Alors, comme un dandy en diable surgissant d’une boîte à surprises toujours renouvelées, Xavier Gallais alias « Jacques Valois » pourrait tirer les marrons du feu de l’amour qui, sans cesse, le courtise mais constamment le diffère de Paris à Trouville, et vice versa.

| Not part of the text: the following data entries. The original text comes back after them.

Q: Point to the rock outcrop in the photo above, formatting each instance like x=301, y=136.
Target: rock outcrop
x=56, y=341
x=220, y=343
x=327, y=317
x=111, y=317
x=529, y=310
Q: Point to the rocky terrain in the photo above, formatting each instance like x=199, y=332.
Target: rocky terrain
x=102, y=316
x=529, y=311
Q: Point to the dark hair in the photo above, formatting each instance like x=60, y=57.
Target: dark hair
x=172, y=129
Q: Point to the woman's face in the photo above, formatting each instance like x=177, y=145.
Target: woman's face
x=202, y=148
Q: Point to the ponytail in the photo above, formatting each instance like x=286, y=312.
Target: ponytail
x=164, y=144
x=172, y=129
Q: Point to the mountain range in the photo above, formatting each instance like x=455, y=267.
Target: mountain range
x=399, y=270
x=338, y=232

Légères comme les bulles d’un Champagne demi brut, les paillettes « Belle époque » des costumes (David Belugou) enivrent le décor (Bernard Fau) à double détente, entre grand restaurant et villégiature balnéaire, dans l’écho mythique de la « Putain sublime » qu’elle puisse se nommer « Lolita », « Lulu » ou autre « Nana ».

Theothea le 21/09/10

LE TECHNICIEN

de Eric Assous

mise en scène:  Jean-Luc Moreau 

****

Théâtre du Palais Royal

Tel:  01 42 97 40 00   

 

      photo ©  Bernard Richebé  

   

Après dix années de carrière en solo respectif, le couple Giraud-Jansen à la ville se reforme à la scène, celle prestigieuse du Palais-Royal.

Maaïke et Roland ont emmené dans leurs bagages de saltimbanques, leur fidèle complice Jean-Luc Moreau à la direction d’acteurs ainsi que l’auteur à succès récurrents, Eric Assous.

Fort de cet équipage gagnant-gagnant, six autres comédiens viennent les relayer dans un tourbillon de quiproquos où deux ex., séparés par vingt-cinq années de destin individuel, se retrouvent subitement confrontés à des retrouvailles où la hiérarchie professionnelle est en butte aux regards croisés des collaborateurs.

En effet, devenue directrice d’une maison d’édition littéraire, Séverine Chapuis règne en maîtresse femme sur un microcosme où l’intuition doit s’emboîter avec les « bons coups » médiatiques alors que le flair doit protéger des risques de mauvaise fortune.

Mais comment maîtriser la situation totalement inattendue du retour inopiné de l’ex-conjoint « has been », alors même que Séverine s’est remise en ménage, apparemment heureux, avec Patrice, son manager de publication ?

Voici donc Jean-Pierre Chapuis promu technicien de surface, autrement dit en position d’« homme à tout faire », fonction pour laquelle celui-ci, pour son profit, ne va pas tarder à imaginer les prérogatives.

Il suffirait peut-être d’une assistante peu scrupuleuse en amour, d’un fils caché monté sur patins à roulettes, d’un directeur de lecture à inclinations hors sujets, pour que le cheptel « maison » d’écrivains « petites plumes » s’enraye dans la machine à produire du best-seller.

C’est alors que JP, sous le très discret pseudo d’« Auguste » , armé de son matériel d’entretien et de nettoyage au Karcher pourrait, sans doute, être tenté de faire chanter tout ce beau monde.

C’est peu de dire que Maaïke Jansen règne en grande instigatrice des chassés-croisés et autres imbroglios cocasses, insufflant à tous ses partenaires le surcroît d’énergie qui fait le bonus d’une comédie.

Roland Giraud, un peu comme à guignol, saisit les opportunités de tirer la couverture à lui, mais laisse volontiers à son épouse-comédienne, la juste reconnaissance du talent exceptionnel.

Ainsi complices, en se passant le témoin, du stylo au balai-brosse, le couple Girand-Jansen renvoie au public, l’image d’un jeu de rôles truculents assumés jusqu’aux confins du professionnalisme.